Папа[3]
(Из воспоминаний)
Не будучи моим родным отцом, а формально и отчимом, он был единственным папой, которого я знал (а я — единственным объектом его отцовства).
Мама училась у него в Консерватории, он дружил с ней и моим отцом,[4] а когда в 1938-м тот утонул (мне не было года), он очень поддерживал маму. Они постепенно сблизились, но поженились только с началом войны, чтобы не потеряться в надвинувшемся хаосе. Не усыновлял он меня сознательно, чтобы не осквернить своим пятым пунктом моего, идеально чистого.[5]
Это продуманное сочетание близости с отстраненностью характерно. Гармонию он постоянно поверял алгеброй – в конце концов, это была его профессия. Тем более, что вдобавок к Консерватории, он параллельно окончил мехмат МГУ.
Он был воплощенная корректность и пунктуальность, и на эти темы он мог быть неприятно зануден, но чаще изобретателен, — как когда ставил мне в пример Прокофьева, который, идя в гости с женой, настаивал на том, чтобы приехать заранее, и в любую погоду заставлял ее гулять с ним вокруг дома до назначенного времени, чтобы позвонить у дверей минута в минуту.
Сухарем он никак не был. Помню отголоски (в разговорах за чайным столом в годы моего детства) периодически возобновлявшихся дебатов о предполагаемой виновности Сальери в отравлении Моцарта. В качестве наиболее ярких участников дискуссии упоминались Б.С. Штейнпресс (1908-1986? отец моего сверстника и приятеля еще по эвакуации Толи, известного собирателя бардовской песни, недавно умершего в Лос-Анджелесе) и И.Ф. Бэлза (1904-1994, отец ныне знаменитого Святослава Игоревича).
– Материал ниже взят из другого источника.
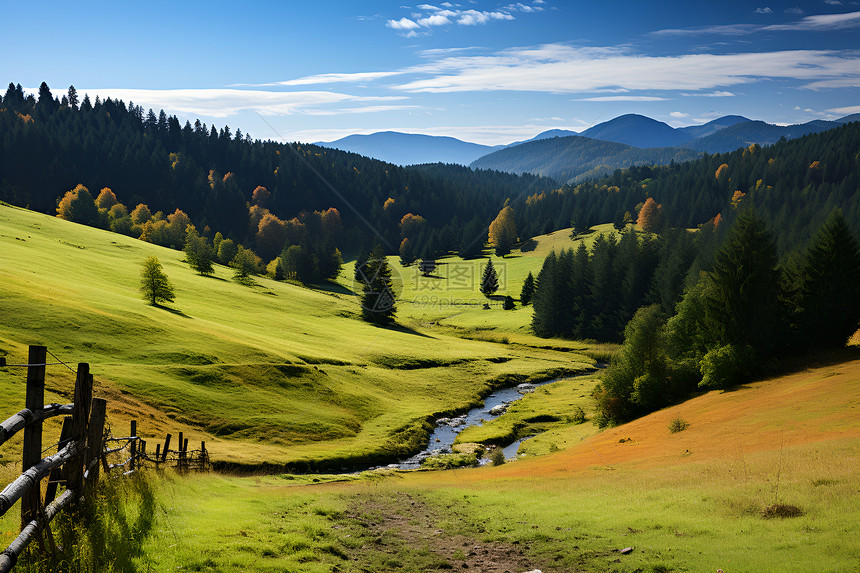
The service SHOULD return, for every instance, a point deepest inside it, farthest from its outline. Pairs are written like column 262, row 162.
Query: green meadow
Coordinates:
column 268, row 374
column 277, row 375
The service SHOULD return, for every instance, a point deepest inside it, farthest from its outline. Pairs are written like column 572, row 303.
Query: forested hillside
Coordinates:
column 794, row 184
column 50, row 145
column 574, row 158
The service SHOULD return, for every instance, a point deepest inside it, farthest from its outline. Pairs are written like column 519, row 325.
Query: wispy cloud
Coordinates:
column 817, row 23
column 721, row 93
column 227, row 102
column 334, row 78
column 557, row 68
column 624, row 98
column 428, row 16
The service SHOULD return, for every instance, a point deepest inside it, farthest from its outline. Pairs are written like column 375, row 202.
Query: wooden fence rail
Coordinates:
column 80, row 440
column 82, row 451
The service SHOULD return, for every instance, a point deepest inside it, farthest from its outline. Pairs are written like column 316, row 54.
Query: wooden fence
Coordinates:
column 82, row 449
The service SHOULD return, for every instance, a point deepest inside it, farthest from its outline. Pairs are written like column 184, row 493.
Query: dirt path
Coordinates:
column 401, row 532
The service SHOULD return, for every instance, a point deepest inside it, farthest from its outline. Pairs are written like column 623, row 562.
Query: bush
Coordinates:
column 497, row 458
column 725, row 367
column 678, row 425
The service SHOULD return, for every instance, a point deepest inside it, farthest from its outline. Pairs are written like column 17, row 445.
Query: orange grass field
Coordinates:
column 814, row 405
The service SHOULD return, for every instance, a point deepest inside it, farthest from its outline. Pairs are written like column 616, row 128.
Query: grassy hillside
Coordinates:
column 695, row 500
column 273, row 372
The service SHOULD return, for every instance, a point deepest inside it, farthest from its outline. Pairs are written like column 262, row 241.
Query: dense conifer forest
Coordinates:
column 49, row 145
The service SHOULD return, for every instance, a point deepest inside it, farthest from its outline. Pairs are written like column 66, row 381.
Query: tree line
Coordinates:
column 157, row 167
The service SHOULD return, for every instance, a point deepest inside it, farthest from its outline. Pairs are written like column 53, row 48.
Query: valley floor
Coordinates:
column 696, row 500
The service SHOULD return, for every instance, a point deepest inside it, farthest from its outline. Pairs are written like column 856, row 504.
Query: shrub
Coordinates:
column 678, row 425
column 724, row 367
column 497, row 458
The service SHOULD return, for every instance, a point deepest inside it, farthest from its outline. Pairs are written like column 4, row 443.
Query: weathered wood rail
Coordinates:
column 82, row 450
column 80, row 441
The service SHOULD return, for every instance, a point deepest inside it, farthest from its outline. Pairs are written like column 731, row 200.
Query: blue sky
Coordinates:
column 483, row 71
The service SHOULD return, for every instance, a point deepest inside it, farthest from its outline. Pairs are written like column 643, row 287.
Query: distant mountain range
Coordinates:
column 411, row 148
column 637, row 140
column 568, row 156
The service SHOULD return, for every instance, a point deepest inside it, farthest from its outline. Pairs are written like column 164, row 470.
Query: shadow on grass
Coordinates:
column 175, row 311
column 336, row 288
column 404, row 329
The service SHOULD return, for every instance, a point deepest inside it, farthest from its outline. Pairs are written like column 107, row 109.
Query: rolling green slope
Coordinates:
column 271, row 373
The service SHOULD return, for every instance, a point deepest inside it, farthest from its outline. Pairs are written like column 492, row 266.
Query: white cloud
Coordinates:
column 820, row 23
column 226, row 102
column 817, row 23
column 850, row 82
column 352, row 77
column 430, row 16
column 711, row 94
column 624, row 98
column 434, row 20
column 556, row 68
column 402, row 24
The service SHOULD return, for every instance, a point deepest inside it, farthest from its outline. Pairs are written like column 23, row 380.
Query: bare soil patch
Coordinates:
column 402, row 532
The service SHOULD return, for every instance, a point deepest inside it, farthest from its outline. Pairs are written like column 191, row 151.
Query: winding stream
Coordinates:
column 447, row 429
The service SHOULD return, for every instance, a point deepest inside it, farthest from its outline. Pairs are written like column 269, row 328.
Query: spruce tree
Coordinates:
column 743, row 307
column 489, row 280
column 829, row 293
column 528, row 290
column 378, row 304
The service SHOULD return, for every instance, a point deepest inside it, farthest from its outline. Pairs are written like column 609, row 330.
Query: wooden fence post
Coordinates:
column 32, row 453
column 80, row 418
column 57, row 473
column 133, row 447
column 179, row 452
column 95, row 442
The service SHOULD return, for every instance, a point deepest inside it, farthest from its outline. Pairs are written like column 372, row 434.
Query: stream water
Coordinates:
column 447, row 429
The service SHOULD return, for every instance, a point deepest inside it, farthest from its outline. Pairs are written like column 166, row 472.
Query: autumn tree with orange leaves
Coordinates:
column 649, row 216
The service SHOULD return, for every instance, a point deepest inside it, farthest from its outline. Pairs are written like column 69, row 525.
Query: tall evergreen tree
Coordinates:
column 743, row 305
column 829, row 290
column 528, row 289
column 489, row 279
column 378, row 301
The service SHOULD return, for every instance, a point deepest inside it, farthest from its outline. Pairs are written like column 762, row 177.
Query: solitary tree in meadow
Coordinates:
column 154, row 284
column 489, row 280
column 503, row 231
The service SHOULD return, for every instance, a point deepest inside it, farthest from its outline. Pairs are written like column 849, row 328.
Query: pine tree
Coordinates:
column 743, row 306
column 154, row 284
column 378, row 301
column 528, row 290
column 489, row 280
column 503, row 231
column 829, row 290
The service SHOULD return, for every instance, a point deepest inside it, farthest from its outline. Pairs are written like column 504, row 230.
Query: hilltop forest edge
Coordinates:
column 773, row 267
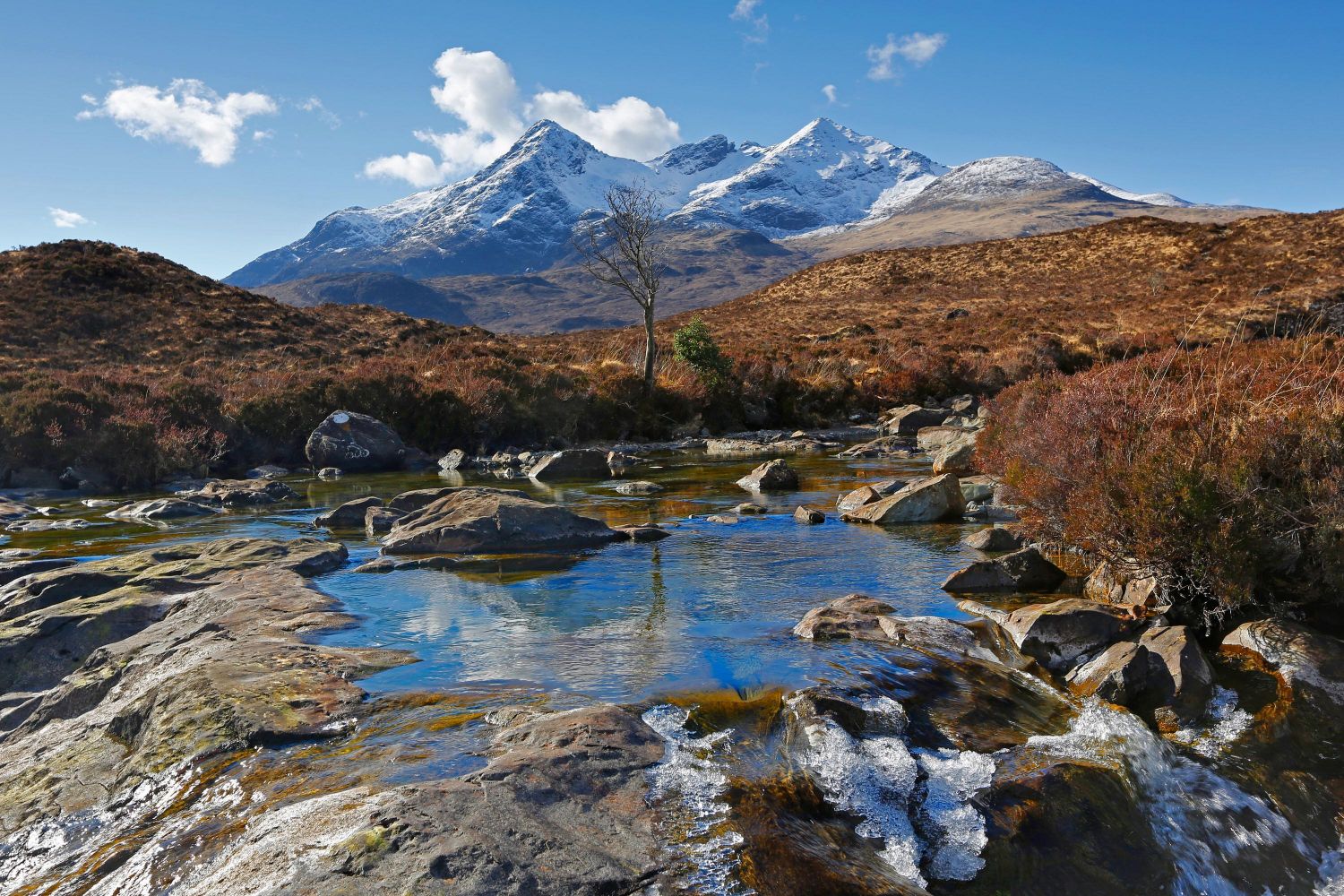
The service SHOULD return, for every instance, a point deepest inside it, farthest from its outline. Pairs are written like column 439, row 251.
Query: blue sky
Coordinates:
column 1234, row 102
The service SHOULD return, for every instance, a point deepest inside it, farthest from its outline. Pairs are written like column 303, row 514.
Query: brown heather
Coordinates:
column 125, row 362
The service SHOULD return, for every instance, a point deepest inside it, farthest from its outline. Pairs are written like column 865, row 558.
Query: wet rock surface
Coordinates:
column 492, row 521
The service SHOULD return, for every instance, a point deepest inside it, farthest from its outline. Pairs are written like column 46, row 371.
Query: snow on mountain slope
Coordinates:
column 1150, row 199
column 823, row 177
column 1002, row 177
column 519, row 212
column 516, row 212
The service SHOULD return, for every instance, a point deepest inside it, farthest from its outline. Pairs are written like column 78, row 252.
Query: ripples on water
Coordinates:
column 706, row 610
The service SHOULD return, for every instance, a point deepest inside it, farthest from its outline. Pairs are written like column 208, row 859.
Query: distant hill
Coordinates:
column 497, row 244
column 77, row 303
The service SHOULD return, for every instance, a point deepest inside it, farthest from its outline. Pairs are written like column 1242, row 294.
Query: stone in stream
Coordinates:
column 558, row 810
column 1023, row 570
column 572, row 463
column 19, row 567
column 868, row 493
column 381, row 520
column 241, row 493
column 355, row 444
column 1059, row 825
column 349, row 514
column 639, row 487
column 11, row 511
column 994, row 540
column 771, row 476
column 809, row 516
column 1309, row 668
column 158, row 509
column 46, row 525
column 1061, row 633
column 911, row 418
column 927, row 500
column 480, row 520
column 1166, row 668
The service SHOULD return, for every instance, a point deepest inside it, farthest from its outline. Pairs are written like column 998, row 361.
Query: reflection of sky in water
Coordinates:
column 709, row 606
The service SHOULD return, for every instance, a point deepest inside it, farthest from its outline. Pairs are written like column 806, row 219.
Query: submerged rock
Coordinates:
column 937, row 497
column 1023, row 570
column 349, row 514
column 241, row 493
column 572, row 463
column 161, row 509
column 771, row 476
column 1059, row 633
column 355, row 444
column 640, row 487
column 809, row 516
column 494, row 521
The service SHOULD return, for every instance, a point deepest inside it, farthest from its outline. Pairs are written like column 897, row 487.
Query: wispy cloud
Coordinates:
column 916, row 48
column 185, row 112
column 325, row 115
column 745, row 11
column 478, row 89
column 66, row 218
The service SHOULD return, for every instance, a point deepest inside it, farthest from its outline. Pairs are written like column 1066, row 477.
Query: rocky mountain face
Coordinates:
column 497, row 246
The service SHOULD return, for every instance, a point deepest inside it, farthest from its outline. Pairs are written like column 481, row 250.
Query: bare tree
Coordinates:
column 625, row 250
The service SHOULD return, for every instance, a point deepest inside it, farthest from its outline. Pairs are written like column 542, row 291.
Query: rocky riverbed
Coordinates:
column 475, row 681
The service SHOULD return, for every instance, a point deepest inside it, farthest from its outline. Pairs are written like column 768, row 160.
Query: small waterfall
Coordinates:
column 690, row 783
column 917, row 801
column 1204, row 821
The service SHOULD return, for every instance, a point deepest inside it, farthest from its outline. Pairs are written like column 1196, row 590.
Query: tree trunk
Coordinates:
column 650, row 349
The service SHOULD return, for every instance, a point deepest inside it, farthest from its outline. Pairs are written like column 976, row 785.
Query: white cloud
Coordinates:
column 745, row 11
column 629, row 126
column 478, row 89
column 187, row 112
column 414, row 168
column 65, row 218
column 917, row 48
column 327, row 116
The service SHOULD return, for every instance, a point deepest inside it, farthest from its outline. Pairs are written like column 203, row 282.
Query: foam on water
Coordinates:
column 1225, row 724
column 690, row 782
column 1203, row 820
column 917, row 802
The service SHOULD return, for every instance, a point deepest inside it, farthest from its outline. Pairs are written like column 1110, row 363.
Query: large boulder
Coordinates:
column 349, row 514
column 572, row 463
column 1061, row 633
column 160, row 509
column 478, row 520
column 994, row 538
column 771, row 476
column 929, row 500
column 355, row 444
column 11, row 511
column 911, row 418
column 1023, row 570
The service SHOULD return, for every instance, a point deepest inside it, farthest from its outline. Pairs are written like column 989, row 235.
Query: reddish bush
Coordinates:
column 1222, row 469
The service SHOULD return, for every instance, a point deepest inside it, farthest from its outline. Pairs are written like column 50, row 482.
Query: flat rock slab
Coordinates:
column 480, row 520
column 929, row 500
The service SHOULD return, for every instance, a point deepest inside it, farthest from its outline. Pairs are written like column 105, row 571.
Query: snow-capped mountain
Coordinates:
column 823, row 177
column 519, row 212
column 1148, row 199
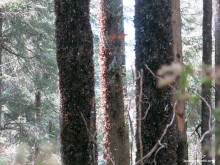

Не уверен, брал ли папа чью-то сторону, но хорошо помню, что он лукаво драматизировал конфликт между «представителем мирового сальеризма» Штейнпрессом, редактором энциклопедических словарей, человеком солидным, основательным, тяжелым («Подумай, — говорил папа, — штейн, “камень”, да еще и пресс!» — и руками показывал, как этот каменный пресс давит), и моцартианцем Бэлзой, который уже тогда (а в 1960-е годы и на моей памяти) одевался с европейским шиком (помню его щегольскую белую бабочку) и, будучи выездным, мог быть лучше осведомлен о состоянии мировой науки, но держался обвинительной пушкинской версии.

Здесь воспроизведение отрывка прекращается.